Grabbing Lyall’s staff,
she made the fiercest, most guttural sound her throat could muster,
and rushed the red-eyed beasts, whirling and slicing
indiscriminately. Snarls turned rapidly to squeals. Bodies scuffled
and collided with one another. Fiery eyes receded into the
blackness.

As silence
descended once more, Shann listened intently. After what seemed to
be an age, she heard and felt a low rumble.
Getting closer
. Instinctively, she
drew back farther into the side passage. The monstrous form of the
serpent appeared in the main passageway. Shann watched as it passed
directly in front of her. It felt as if her very bones were being
shaken.
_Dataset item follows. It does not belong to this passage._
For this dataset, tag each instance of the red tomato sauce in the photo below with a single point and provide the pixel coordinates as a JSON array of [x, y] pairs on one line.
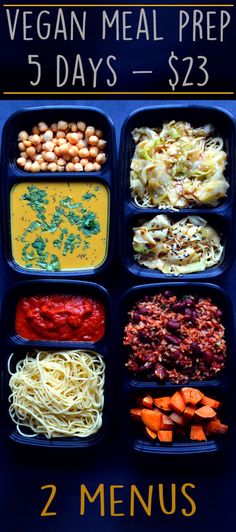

She waited long after the creature’s tail had flicked past
and the rumbling had ceased completely, so that all she could hear
was the hammering of her own heart.

Warily, she
stepped back into the main passageway and headed for the second
cavern once more. She checked behind her for any sign of the
serpent’s return, but there was none. Striking the tinderbox, she
relit the lamp and examined the vacated chamber. There was
something different about it. It was strewn with rocks. No, not
rocks.
Bones.
Shann keened her senses and moved into the chamber. There was
something that looked like a mound in the centre. As Shann
approached, she saw a pile of bones topped by what looked like a
clutch of leathery eggs. And there was something else. A dark
shape. Her heart leapt and she hurried over. She saw a figure
lying, wrapped in a black cloak with a shock of fair hair.
Lyall
.

Shann knelt and touched his face.
It was warm. Relief washed over her. She placed her hand in front
of his nose and felt a faint breath. Quickly, she pulled a flask of
water from her belt. Turning him over gently, she put the flask to
his lips. The water dribbled from the side of his mouth. His eyes
squeezed together and then opened. He looked confused, as if unsure
whether he was dreaming. “Shann…what happened?”
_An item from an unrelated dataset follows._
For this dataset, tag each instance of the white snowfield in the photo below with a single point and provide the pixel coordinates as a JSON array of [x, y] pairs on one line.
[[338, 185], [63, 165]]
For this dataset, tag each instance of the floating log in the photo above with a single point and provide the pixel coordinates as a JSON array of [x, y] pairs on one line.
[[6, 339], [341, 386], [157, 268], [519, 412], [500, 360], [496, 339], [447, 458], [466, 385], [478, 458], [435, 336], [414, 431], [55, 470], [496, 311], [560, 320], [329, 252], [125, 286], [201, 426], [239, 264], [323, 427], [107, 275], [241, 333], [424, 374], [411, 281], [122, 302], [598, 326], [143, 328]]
Shann whispered as if the beast
might somehow overhear. “The serpent snatched you and dragged you
down here. I came after you.”

“Wh-where are we?”

“I’m not sure. It looks like some
sort of nest. We must leave before it returns. Can you move?” Shann
helped him to a sitting position.

He tried to stand, then winced
and sat back. “My left leg…it feels like a fracture.”

“Wait here.”
Shann got up and cast her eyes about the chamber. She sifted
through the bleached skeletal remains, trying not to speculate what
or who they might have come from. All of the pieces were broken or
too small or not the right shape. Then she suddenly remembered her
staff. She pulled the two halves of the broken staff from her
belt.
Yes. These should work.

Shann placed them beside Lyall
and quickly began ripping strips from her own clothing. Then she
lashed the broken staff pieces to either side of Lyall’s leg to
form a makeshift splint.

Lyall’s brow was covered with
perspiration and he looked pale. “You look as if you’ve done this
before. I didn’t know you had healing skills.”

Shann smiled as she worked. “From
time to time, Gal would treat travellers’ injuries at the inn.
Pretty soon she gained a reputation for it. She would let me watch
and even help sometimes…There. Can you stand up now?” Lyall
struggled up to stand on his good leg, using his staff as a crutch.
“Don’t put any pressure on it,” she counselled.